I will start by listing the files in the relevant directories and reading the project configuration and documentation to understand the dependencies and expected behavior.

I will read the content of the first two scripts to check their imports, and then attempt to execute the first script using the Python interpreter from the virtual environment to reproduce the reported error.

I will locate the source files for `DuckDBParquetHandler` and check the `__init__.py` file to understand how dependencies, particularly `duckdb`, are handled and imported.

I will read `src/fsspeckit/datasets/duckdb/__init__.py` to determine how the optional `duckdb` dependency is handled and whether its absence causes an immediate import error.

I will read `src/fsspeckit/datasets/duckdb/connection.py` to confirm its dependency on `duckdb`, and then I will read `03_simple_merges.py`, `04_pyarrow_merges.py`, and `05_duckdb_upserts.py` to identify any additional dependencies they may have.

The user's reported `ModuleNotFoundError: No module named 'pyarrow'` indicates that the project's dependencies have not been installed in the current environment. My analysis of the "Getting Started" scripts confirms they require not just `pyarrow`, but also `duckdb` and `pandas` to function correctly.

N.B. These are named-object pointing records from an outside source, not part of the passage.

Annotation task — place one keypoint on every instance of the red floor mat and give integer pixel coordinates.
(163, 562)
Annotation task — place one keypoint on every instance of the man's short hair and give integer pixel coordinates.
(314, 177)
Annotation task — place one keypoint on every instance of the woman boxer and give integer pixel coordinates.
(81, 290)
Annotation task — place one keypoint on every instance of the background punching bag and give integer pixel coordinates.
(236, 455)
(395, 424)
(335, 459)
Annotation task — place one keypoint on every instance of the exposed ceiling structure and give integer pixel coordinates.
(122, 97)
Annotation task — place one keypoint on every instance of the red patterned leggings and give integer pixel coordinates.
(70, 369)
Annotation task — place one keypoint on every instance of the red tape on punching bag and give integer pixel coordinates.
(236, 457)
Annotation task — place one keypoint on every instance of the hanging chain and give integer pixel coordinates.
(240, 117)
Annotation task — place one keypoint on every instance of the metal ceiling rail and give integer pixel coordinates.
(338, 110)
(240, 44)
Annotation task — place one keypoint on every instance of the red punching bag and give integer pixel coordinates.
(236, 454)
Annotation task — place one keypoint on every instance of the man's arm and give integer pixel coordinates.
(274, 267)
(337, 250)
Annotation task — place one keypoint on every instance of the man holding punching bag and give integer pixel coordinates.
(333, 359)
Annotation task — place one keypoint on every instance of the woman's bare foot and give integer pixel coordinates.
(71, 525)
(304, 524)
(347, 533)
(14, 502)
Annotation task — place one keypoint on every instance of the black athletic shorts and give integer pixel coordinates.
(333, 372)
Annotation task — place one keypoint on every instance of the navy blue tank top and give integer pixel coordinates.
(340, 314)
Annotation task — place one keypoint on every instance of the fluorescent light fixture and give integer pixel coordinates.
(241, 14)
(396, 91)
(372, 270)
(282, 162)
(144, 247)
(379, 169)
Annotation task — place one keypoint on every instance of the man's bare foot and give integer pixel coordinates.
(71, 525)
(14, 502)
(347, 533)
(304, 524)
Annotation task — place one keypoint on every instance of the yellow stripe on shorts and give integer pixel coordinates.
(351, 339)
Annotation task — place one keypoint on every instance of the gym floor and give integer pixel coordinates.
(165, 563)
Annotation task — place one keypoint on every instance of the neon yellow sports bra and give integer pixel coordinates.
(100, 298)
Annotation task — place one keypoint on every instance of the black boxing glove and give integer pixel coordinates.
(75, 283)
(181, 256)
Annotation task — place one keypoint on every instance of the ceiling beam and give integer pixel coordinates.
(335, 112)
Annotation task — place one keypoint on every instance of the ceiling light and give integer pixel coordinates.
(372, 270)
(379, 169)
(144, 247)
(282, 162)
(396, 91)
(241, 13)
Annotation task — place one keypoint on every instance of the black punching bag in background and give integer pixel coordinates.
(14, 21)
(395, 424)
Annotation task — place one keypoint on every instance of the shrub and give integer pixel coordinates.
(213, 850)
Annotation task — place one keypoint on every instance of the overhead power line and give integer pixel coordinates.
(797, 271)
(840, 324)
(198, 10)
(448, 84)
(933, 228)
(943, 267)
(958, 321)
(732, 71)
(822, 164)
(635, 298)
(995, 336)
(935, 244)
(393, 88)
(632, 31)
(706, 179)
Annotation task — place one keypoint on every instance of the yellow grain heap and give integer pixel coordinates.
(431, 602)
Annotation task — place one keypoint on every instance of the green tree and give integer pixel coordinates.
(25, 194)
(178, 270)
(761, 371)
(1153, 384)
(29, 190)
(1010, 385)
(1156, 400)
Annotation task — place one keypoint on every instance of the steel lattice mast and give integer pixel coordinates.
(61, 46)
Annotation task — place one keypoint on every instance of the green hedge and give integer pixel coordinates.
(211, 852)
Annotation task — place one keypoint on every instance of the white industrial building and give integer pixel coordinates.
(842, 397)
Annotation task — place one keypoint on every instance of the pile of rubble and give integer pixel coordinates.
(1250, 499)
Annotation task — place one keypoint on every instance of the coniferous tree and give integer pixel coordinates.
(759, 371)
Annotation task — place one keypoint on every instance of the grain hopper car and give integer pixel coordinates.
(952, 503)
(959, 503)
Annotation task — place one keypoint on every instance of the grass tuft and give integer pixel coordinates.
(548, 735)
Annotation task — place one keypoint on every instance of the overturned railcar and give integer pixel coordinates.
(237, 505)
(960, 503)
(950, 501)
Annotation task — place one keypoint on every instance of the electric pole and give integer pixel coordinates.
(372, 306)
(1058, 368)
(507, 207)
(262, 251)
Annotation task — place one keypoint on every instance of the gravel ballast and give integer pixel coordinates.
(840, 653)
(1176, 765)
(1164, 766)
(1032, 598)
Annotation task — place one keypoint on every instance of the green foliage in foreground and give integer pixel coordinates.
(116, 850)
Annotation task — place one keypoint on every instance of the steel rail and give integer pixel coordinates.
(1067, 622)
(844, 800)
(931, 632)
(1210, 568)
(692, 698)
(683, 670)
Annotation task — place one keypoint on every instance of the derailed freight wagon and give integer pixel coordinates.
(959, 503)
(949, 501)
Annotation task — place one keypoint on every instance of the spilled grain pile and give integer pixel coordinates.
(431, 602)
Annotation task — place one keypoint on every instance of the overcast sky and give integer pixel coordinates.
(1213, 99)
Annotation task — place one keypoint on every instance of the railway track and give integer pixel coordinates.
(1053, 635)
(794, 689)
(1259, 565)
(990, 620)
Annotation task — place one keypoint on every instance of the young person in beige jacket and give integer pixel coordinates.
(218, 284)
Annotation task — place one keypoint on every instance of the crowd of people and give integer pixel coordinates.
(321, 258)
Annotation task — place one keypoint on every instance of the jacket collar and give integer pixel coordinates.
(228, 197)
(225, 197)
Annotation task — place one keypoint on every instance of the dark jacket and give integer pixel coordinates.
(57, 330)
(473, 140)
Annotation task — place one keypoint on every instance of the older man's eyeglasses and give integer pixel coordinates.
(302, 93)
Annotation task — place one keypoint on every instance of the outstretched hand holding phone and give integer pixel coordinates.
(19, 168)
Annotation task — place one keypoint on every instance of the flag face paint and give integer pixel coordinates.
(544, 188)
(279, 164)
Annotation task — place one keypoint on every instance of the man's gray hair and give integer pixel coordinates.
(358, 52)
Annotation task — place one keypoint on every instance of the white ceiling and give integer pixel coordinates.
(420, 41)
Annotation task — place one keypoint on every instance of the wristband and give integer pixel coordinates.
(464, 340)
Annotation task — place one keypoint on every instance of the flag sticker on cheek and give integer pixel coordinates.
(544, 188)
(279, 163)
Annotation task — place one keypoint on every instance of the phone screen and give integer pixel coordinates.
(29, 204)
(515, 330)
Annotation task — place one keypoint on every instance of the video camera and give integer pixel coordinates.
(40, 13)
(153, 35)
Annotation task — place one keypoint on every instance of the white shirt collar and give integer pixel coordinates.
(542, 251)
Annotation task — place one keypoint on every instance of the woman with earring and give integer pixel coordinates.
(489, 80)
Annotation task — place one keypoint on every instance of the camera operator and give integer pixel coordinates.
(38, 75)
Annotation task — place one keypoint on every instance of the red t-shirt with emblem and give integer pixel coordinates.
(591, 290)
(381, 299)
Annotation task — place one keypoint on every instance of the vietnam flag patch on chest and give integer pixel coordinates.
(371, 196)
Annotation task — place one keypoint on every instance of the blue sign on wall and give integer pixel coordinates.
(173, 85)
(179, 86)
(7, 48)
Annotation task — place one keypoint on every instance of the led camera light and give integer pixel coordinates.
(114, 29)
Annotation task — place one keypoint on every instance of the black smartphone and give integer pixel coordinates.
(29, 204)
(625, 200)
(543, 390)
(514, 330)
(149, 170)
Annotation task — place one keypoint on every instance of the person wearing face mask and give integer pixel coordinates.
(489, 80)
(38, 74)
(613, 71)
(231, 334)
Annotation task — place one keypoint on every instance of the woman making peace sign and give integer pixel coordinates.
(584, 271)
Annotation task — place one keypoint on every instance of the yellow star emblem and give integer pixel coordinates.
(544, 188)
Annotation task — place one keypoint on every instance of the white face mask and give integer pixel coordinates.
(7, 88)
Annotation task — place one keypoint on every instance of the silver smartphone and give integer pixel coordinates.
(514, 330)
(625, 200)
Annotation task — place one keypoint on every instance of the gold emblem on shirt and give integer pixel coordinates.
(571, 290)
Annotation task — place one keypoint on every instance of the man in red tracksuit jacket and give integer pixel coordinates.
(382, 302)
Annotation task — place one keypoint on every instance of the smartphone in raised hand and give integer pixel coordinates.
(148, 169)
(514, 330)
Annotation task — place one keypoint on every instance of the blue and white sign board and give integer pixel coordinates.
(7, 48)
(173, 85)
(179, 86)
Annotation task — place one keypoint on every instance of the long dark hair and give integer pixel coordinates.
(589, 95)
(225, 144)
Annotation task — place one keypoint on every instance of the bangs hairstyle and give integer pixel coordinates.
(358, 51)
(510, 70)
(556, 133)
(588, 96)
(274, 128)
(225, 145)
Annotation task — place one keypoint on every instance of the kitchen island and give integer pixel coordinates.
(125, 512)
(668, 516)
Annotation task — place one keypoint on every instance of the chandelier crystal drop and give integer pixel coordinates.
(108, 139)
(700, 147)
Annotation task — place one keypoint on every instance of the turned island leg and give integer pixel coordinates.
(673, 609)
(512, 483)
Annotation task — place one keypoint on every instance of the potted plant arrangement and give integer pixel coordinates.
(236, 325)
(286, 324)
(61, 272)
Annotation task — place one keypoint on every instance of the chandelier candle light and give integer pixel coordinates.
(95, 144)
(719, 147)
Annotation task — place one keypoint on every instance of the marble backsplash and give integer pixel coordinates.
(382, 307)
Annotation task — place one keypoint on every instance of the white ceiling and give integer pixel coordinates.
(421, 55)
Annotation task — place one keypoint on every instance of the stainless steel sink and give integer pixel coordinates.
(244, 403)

### Analysis of Dependencies

1.  **`pyarrow`**: Explicitly imported in all scripts (`01` through `05`). It is a core dependency in `pyproject.toml`.
2.  **`duckdb`**: Required for `DuckDBParquetHandler`, which is used in `01`, `03`, and `05`. It is listed as an **optional** dependency (`[project.optional-dependencies] datasets` or `sql`).
3.  **`pandas`**: Required by the `.fetchdf()` method used in `01`, `03`, and `05` to display query results. It is a core dependency in `pyproject.toml`.
4.  **`fsspeckit`**: The scripts import `fsspeckit`. The package itself must be installed (e.g., in editable mode) for these imports to work.

### Recommended Plan

To fix the errors and run the examples successfully, you need to install the project with the `datasets` extra, which includes `duckdb`.

**1. Install Dependencies**

Run the following command in your terminal (ensure your virtual environment is active):

```bash
pip install -e ".[datasets]"
```

*   `-e` installs the package in editable mode, allowing changes in `src/` to be reflected immediately.
*   `.[datasets]` installs the package plus the optional dependencies defined in the `datasets` group (including `duckdb`, `polars`, etc.).

**2. Verify Installation**

After installation, verify that the key libraries are available:

```bash
python -c "import pyarrow; import duckdb; import pandas; import fsspeckit; print('All deps found')"
```

**3. Run the Examples**

You should now be able to run the scripts in order:

```bash
python examples/datasets/getting_started/01_duckdb_basics.py
python examples/datasets/getting_started/02_pyarrow_basics.py
python examples/datasets/getting_started/03_simple_merges.py
python examples/datasets/getting_started/04_pyarrow_merges.py
python examples/datasets/getting_started/05_duckdb_upserts.py
```

### Potential Issues to Watch For

*   **Pandas Requirement**: Even though `pandas` is a core dependency, if you installed a minimal version in the past, ensure it is present. The scripts `01`, `03`, and `05` will fail with an `AttributeError` or `ImportError` when calling `.fetchdf()` if `pandas` is missing. The `.[datasets]` install ensures it is there.
*   **Python Path**: Using `pip install -e .` ensures `fsspeckit` is in your Python path. If you skip this and try to just install libraries, `from fsspeckit...` imports will fail unless you manually set `PYTHONPATH`.